One newspaper called it the "shot heard round the world." Newspapers around the country carried headlines about it. Marty Glickman, the famed basketball broadcaster who covered games for more than 50 years, said that shot was the most exciting moment in his broadcast career. Dick Young, then in the early days of his sportswriting career in New York, called Mr. Calverley "the boney Sinatra of the court."

Named the most valuable player, Mr. Calverley was carried off the court in pandemonium.

The next day, a film company tried to reenact the shot for posterity and Calverley didn't come close to making it again.

When the Rams returned by train from New York, after losing to powerful Kentucky by one point, they were met by about 700 students at Kingston Station. Mr. Calverley was carried off the platform on the shoulders of adoring students. There was a 200-car procession to the URI campus, where there was another celebration.

The following year, he was named the state's athlete of the year, by Words Unlimited.

"People remember Ernie Calverley," said the late Bill Woodward, whose book Keaney, chronicled Mr. Calverley's college career. "His name is ingrained in old-timers, even if they never heard of URI. People remember Ernie, and they remember that shot."

It wasn't just that one shot that made Mr. Calverley famous as a player. Twice, he was an All-American. One year, he led the country in scoring. His career total was 1,868, which at the time was the most points scored by an individual in college basketball history. To this day, he is on the NIT's 50-year team, honored as one of the five best players in 50 years.

"When he lays hand on the ball and starts moving," Red Smith once wrote, "he is a whole troop of Calverley, including the pretty white horses. This guy is terrific, colossal, and also very good."

He was the first player signed by the Providence Steamrollers, a newly formed pro team that played in the old Rhode Island Auditorium, on North Main Street, in Providence, in a league that eventually was to become the National Basketball Association. But before that happened, the Steamrollers folded, and after a short stint with the Boston Celtics, Mr. Calverly became a teacher in Pawtucket.

He coached a Pawtucket junior high team, at Bryant College, a semipro team in Connecticut, and the Providence College freshmen.
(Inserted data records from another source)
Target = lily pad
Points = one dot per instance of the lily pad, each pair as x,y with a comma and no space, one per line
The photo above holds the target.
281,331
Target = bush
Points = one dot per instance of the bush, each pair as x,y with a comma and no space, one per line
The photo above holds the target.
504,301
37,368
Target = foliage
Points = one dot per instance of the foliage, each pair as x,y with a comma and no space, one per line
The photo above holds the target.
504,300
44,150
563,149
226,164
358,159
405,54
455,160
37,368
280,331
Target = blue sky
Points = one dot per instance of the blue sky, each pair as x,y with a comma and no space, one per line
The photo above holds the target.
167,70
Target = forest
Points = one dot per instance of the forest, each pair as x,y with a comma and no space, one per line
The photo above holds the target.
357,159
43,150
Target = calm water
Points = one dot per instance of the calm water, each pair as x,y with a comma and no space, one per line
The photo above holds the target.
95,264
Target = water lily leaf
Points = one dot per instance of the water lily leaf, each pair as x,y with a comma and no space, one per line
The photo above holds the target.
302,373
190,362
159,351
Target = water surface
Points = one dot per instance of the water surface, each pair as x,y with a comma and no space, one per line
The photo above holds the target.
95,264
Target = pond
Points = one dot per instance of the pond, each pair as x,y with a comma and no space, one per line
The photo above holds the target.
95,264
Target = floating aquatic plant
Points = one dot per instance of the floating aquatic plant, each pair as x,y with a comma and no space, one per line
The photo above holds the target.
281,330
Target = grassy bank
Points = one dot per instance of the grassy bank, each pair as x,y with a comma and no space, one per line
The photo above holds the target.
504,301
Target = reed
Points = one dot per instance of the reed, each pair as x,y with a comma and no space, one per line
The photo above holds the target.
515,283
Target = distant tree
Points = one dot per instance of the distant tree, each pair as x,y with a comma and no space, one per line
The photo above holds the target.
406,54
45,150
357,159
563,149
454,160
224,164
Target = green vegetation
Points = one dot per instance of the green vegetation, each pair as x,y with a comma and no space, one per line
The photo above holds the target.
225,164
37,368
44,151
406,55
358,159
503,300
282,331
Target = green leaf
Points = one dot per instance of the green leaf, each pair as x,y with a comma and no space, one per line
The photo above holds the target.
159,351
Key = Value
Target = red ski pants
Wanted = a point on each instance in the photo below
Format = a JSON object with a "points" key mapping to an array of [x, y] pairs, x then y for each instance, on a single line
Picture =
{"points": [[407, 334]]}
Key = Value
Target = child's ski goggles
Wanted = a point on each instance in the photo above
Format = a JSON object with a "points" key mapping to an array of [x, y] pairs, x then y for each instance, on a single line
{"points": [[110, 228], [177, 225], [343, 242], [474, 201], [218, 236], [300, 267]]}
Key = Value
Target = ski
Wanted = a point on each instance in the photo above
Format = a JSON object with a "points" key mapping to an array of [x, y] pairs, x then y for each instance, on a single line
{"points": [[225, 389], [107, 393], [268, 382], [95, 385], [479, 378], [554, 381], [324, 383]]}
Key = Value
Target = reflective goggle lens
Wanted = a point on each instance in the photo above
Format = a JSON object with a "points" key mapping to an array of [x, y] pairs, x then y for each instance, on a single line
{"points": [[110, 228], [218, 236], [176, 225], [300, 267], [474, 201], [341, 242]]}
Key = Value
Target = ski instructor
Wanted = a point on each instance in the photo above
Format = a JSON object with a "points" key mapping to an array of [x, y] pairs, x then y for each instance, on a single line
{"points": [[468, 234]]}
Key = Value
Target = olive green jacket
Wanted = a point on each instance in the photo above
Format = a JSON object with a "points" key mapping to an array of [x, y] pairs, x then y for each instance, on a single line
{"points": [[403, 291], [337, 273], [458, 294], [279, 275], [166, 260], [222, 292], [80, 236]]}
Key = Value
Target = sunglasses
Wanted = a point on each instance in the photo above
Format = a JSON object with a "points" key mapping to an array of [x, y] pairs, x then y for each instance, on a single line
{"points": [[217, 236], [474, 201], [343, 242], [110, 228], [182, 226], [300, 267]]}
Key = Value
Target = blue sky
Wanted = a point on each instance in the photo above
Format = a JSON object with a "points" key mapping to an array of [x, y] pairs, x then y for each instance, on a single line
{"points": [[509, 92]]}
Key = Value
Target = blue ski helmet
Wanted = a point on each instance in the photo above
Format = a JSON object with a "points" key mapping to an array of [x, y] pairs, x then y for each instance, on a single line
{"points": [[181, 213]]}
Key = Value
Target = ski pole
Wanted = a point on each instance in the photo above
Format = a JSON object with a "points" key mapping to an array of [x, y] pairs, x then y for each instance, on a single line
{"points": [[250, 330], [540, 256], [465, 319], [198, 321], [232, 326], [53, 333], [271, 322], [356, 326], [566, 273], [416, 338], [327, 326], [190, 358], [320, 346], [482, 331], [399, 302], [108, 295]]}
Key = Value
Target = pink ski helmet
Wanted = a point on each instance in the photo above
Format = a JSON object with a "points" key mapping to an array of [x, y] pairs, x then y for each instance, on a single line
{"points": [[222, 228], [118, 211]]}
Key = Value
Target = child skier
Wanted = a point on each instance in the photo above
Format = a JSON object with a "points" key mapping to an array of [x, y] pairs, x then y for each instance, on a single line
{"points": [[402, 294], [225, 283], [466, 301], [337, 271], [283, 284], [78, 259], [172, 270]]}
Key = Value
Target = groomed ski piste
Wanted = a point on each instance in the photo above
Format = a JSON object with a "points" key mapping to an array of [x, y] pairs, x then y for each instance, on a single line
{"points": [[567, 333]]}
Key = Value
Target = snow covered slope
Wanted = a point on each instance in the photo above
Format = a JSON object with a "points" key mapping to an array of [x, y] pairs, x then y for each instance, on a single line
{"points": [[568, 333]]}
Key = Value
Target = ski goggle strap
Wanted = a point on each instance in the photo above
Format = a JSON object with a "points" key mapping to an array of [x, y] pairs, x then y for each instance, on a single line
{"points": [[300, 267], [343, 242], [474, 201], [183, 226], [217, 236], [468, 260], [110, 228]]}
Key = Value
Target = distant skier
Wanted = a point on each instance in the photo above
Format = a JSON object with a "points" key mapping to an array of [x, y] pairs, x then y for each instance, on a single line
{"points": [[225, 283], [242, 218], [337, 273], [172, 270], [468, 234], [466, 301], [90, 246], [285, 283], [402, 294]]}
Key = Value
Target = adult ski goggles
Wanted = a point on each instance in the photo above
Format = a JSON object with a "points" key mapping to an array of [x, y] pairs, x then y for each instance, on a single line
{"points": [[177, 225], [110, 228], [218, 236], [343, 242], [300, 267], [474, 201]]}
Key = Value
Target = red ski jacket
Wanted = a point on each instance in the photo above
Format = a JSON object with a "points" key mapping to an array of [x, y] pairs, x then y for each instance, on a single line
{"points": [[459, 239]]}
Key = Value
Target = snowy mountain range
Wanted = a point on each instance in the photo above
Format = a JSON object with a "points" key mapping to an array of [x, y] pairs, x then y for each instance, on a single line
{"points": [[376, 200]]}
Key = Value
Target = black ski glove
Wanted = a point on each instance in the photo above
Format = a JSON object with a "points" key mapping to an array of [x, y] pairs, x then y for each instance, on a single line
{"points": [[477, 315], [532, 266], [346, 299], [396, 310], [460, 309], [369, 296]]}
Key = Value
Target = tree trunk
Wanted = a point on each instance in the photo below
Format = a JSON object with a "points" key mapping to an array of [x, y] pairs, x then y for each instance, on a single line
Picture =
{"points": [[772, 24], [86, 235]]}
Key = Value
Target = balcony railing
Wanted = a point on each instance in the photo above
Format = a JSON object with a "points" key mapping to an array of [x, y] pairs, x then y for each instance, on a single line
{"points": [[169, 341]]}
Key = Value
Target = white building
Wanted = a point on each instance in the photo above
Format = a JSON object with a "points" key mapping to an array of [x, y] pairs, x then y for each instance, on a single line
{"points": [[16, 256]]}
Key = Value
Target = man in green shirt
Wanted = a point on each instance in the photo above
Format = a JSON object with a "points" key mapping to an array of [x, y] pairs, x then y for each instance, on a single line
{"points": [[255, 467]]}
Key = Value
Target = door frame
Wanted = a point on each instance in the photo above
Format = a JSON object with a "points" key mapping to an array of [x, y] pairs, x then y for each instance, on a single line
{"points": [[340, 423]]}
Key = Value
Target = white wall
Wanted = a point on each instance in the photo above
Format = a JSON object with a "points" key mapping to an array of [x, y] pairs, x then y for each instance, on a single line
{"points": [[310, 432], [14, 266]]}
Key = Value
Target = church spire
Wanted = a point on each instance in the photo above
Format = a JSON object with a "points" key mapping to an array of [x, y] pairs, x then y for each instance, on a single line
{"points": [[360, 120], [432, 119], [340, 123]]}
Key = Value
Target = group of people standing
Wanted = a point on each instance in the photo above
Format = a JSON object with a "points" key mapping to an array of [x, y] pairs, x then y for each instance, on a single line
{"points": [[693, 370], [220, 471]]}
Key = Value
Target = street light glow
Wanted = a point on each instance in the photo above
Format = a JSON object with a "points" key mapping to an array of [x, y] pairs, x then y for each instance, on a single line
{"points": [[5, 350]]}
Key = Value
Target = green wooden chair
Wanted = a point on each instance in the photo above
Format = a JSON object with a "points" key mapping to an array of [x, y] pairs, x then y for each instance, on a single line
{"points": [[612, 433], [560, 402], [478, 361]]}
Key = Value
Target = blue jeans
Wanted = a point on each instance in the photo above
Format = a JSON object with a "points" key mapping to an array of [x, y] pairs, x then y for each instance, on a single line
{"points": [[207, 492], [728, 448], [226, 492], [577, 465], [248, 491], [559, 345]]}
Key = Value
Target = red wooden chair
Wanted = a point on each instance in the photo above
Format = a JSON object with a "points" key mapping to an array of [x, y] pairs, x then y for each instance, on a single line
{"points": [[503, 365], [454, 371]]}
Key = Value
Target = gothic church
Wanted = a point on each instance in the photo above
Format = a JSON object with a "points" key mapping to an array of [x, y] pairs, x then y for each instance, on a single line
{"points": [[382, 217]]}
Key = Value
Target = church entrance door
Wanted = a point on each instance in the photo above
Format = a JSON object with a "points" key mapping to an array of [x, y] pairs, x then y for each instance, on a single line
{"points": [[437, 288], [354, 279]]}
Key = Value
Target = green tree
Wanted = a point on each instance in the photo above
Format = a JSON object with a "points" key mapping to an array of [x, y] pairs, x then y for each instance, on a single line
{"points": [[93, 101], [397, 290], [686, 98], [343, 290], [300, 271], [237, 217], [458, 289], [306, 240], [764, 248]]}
In 1957, he became the coach at URI.

He coached at URI for 11 years, and it was a good era for the Rams. Two trips to the NCAA Tournament. Big crowds at Keaney Gym. Under Mr. Calverley, URI compiled a 139-114 record, the most wins of any URI basketball coach except Keaney.

He stayed at URI as an associate athletic director until he retired in 1985, and for years afterward remained a visible presence at both football and basketball games at URI.

"Everything worked out fine for me," he said in 1995. "I've been very lucky. I think I came along in the right era."

URI started a scholarship in his name 10 years ago, to help student athletes.

Mr. Calverley was inducted into the URI Hall of Fame, the New England Basketball Hall of Fame, and the Rhode Island Sports Hall of Fame. His jersey, No. 3, was retired from URI and now hangs in the National Basketball Hall of Fame in Springfield, Mass.

He was the husband of Jeanne (Laity) Calverley; they lived on Hillside Road, in the Wakefield section of South Kingstown. Born in Pawtucket, he was the son of the late Ernest C. and Lillian (Ahmuty) Calverley.

A graduate of Pawtucket High School, he was a 1947 graduate of URI, where he earned a bachelor of science in liberal arts and was president of his class.

Mr. Calverley was a member of Point Judith Country Club. He enjoyed gardening.

Besides his wife, he leaves a son, Ernest A. Calverley Jr. of Andover, Mass.; a daughter, Lynne E. Hunter of Stuart, Fla.; two stepsons, Curtis Eaton of Narragansett and Howard Eaton of Orlando, Fla.; three stepdaughters, Andrea Phelps of Middletown, Sally Polland of South Kingstown and Linda Brown of North Attleboro; 17 grandchildren and 2 great-grandchildren. He was the brother of the late Lillian Quine.

The funeral will be held Thursday at 11 a.m. in Peace Dale Congregational Church, 261 Columbia St., South Kingstown. Burial will be private.